エピローグ ハイペリオンの企み
『素晴らしい……』
ぼそりと機械を通したかのようなくぐもった感嘆の声が上がる。
ここは何の飾り気も無い薄暗い部屋、しかしかなり広い部屋だ。
壁の巨大モニターには惑星ガイアの地上を探索するモニカとミズキの姿が映し出されていた。
ドローンの映像はこの部屋に送られていたのだ。
『この少女、モニカと言ったか……何の装備も無しに顔を外気に晒すなど有り得ない事だ』
『イエス、これこそがあのミズキという超AIのなせる業……』
『フフフッ、これは愉快、報告で聞いていた以上に面白い事になっている様だな』
次々と部屋内に言葉が飛び交うが、室内は思いのほか暗く、誰が話しているのか、どれだけの人物がいるのかは定かではない。
ここで赤く光る横に並んだ二つのランプが灯る。
そのお陰でぼんやりとそのヒカリを宿す物体の輪郭が現れる。
円筒状の物体……灯る二つのランプは位置的に目の様に見受けられた。
『同志たちよ、今まさに我らの悲願を達成する好機が到来した……我々の百年来の悲願の達成のな……』
円筒状の物体から発せられた声色は歓喜に満ちていた。
その言葉に反応したかのように少し離れた場所に今度は青色の光が灯る。
『とうとう人類が再び地上に戻る時が来たのですね? あの少女とAIの存在によって……』
更に別の場所に黄色の光が灯る。
『イエス、彼女らこそがこの計画の要、最重要因子』
緑の光が瞬く。
『だがどうするのかね? 少女一人が地上で活動できたからといって我々が長々と実現できなかった地上進出がかのうになるのか?』
次は紫の光。
『聞けばあのAIミズキは物質を変換して別の物質に造り替えることが出来るという話だ、つまり古から語られる錬金術に他ならない』
『馬鹿な、そんなおとぎ話、にわかには信じられん』
緑が否定的な意見を述べる。
『ノー、錬金術にあらず、イエス、物質変換』
『ちらも同じこと、そもそもどうやってあの者たちに協力させるつもりなのか?』
様々な色が明滅を伴い議論が白熱する。
『静まり給え、そもそも彼らは我々ハイペリオンの庇護下にある、組織の者に保護させここまで連れて来る手はずになっておるので心配無用』
赤が一度仕切り直しをする。
『彼らを連れて来たとしてそれで具体的にはまずどうするおつもりで?』
緑が疑問を呈する。
何故かこの人物は計画の内容に疎い様だ。
得てして組織内には居るものだ、声と態度は大きい癖に無知な輩が。
『まずは手始めにAIミズキの力で我らの肉体を再生する、あの少女同様の肉体を手に入れられればもう恐れる事は何もない』
『成程、我らも生身の肉体を失って久しいですからな』
彼らの身体は全て金属で出来ていた。
しかし人型をしておらず、立方体や直方体の胴体に光る眼のある頭が乗っていて身体から昆虫の様に伸びた足の先端に滑車が付いているロボットの出来損ないのようなお粗末な身体であった。

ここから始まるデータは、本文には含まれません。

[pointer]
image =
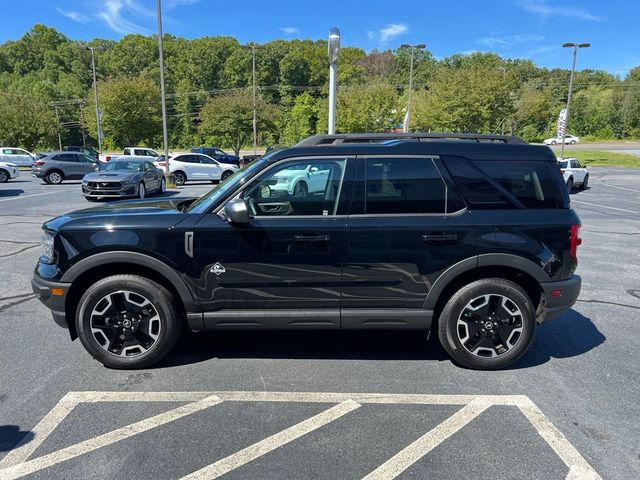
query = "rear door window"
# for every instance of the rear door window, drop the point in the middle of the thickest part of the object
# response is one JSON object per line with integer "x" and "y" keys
{"x": 404, "y": 185}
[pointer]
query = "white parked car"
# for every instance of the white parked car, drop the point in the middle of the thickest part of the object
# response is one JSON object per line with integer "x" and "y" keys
{"x": 575, "y": 174}
{"x": 8, "y": 171}
{"x": 568, "y": 140}
{"x": 301, "y": 180}
{"x": 196, "y": 166}
{"x": 17, "y": 156}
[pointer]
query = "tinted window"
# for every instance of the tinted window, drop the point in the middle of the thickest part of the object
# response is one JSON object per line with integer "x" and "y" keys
{"x": 404, "y": 185}
{"x": 528, "y": 182}
{"x": 309, "y": 187}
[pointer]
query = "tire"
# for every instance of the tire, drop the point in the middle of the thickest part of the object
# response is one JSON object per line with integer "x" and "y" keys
{"x": 181, "y": 177}
{"x": 101, "y": 327}
{"x": 585, "y": 183}
{"x": 470, "y": 342}
{"x": 54, "y": 177}
{"x": 301, "y": 190}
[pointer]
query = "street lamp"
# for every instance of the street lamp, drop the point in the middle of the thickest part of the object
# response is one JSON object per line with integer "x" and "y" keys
{"x": 165, "y": 136}
{"x": 255, "y": 108}
{"x": 575, "y": 47}
{"x": 413, "y": 48}
{"x": 95, "y": 95}
{"x": 334, "y": 51}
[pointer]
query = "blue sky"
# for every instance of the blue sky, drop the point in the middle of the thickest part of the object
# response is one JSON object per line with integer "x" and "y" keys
{"x": 532, "y": 29}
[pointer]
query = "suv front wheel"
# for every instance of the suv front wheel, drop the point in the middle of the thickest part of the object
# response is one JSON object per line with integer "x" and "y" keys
{"x": 127, "y": 321}
{"x": 487, "y": 324}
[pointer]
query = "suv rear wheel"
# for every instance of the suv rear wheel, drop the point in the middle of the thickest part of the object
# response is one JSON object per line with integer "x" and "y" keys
{"x": 127, "y": 321}
{"x": 487, "y": 324}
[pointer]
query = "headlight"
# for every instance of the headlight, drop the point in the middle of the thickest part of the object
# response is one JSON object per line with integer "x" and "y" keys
{"x": 47, "y": 247}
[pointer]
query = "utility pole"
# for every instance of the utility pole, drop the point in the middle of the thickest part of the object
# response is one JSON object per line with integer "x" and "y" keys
{"x": 165, "y": 135}
{"x": 413, "y": 49}
{"x": 575, "y": 47}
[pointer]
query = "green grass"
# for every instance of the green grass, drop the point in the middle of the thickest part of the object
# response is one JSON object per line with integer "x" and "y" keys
{"x": 605, "y": 159}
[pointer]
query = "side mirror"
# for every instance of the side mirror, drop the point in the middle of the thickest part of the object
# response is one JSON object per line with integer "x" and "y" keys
{"x": 236, "y": 211}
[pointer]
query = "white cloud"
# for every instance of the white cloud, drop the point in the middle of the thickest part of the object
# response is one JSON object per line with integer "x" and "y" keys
{"x": 290, "y": 30}
{"x": 544, "y": 10}
{"x": 506, "y": 41}
{"x": 112, "y": 14}
{"x": 387, "y": 33}
{"x": 73, "y": 15}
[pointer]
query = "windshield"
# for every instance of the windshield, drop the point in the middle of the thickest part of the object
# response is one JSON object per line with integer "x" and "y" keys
{"x": 208, "y": 200}
{"x": 122, "y": 165}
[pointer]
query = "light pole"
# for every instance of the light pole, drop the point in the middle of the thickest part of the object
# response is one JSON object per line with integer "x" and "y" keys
{"x": 165, "y": 136}
{"x": 95, "y": 96}
{"x": 575, "y": 47}
{"x": 334, "y": 51}
{"x": 413, "y": 48}
{"x": 255, "y": 107}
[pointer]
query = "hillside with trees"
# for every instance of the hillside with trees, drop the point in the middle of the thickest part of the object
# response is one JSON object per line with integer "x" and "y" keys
{"x": 45, "y": 89}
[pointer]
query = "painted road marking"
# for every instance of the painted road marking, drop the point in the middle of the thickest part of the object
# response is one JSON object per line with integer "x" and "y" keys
{"x": 256, "y": 450}
{"x": 602, "y": 206}
{"x": 17, "y": 463}
{"x": 430, "y": 440}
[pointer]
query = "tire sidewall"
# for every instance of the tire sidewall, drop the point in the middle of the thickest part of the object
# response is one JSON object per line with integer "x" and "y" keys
{"x": 157, "y": 295}
{"x": 447, "y": 327}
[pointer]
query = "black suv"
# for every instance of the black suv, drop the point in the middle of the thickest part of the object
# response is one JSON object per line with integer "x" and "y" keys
{"x": 471, "y": 235}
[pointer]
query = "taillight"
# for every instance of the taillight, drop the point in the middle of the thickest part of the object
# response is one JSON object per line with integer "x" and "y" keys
{"x": 575, "y": 240}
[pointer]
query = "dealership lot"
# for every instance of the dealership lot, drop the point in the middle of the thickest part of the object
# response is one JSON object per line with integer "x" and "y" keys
{"x": 567, "y": 409}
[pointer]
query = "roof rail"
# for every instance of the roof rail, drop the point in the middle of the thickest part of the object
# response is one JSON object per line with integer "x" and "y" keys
{"x": 344, "y": 138}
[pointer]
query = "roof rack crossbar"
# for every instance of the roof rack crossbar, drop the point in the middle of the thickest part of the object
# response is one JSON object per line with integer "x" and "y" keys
{"x": 346, "y": 138}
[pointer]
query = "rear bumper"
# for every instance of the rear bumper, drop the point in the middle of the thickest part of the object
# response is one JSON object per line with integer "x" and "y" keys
{"x": 558, "y": 297}
{"x": 56, "y": 303}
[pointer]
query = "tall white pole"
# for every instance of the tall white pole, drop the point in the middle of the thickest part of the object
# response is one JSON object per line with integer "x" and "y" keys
{"x": 165, "y": 136}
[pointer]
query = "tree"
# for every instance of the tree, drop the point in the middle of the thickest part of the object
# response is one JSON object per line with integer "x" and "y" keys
{"x": 131, "y": 112}
{"x": 227, "y": 120}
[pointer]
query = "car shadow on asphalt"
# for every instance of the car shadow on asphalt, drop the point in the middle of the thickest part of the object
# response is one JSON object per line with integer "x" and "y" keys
{"x": 569, "y": 335}
{"x": 11, "y": 192}
{"x": 11, "y": 436}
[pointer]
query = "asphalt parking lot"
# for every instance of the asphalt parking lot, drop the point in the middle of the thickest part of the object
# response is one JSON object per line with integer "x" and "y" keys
{"x": 330, "y": 405}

そう、彼らこそが人類の進化を旗印に水面下で暗躍する【ハイペリオン】の幹部たち……そして赤い光を放つランプの物体がレントールの言っていたハイペリオンの総帥、ハイデガーその人であった。
『次にいま生き残っている人類を滅亡させる』
『ほう、それは穏やかではありませんな、しかし人類を滅ぼしてしまっては計画の趣旨に反するのでは?』
『地下に潜伏しウイルスに脅える旧人類など不要、旧世代の遺物には滅んでもらわねばならぬ、そして新たな人類を創造する』
『これは神をも恐れぬ所業ですな、しかしてその方法は?』
『あの少女、モニカを母体に新人類の繁殖を行う、彼女には新時代のイヴになってもらうつもりだ、名付けて【プロジェクトエデン】……そのために私は自らの遺伝子を保存していたのだよ、新人類の始祖たる彼女とならきっと優秀な子孫が誕生する事だろう』
おおおおおっ……。
ハイデガーの衝撃の計画が露になり室内からどよめきが起こる。
奇しくもモニカがコロニーエデン3出身なのは果たして偶然なのだろうか。
『早くここまで来るがいいモニカ、お前のアダムが待っているぞ』
ハイデガーたちの見つめる壁のモニターにはそんな事など知る由もないモニカが建物を発見してミズキと共に喜びの声を上げる様子が映し出されていたのだった。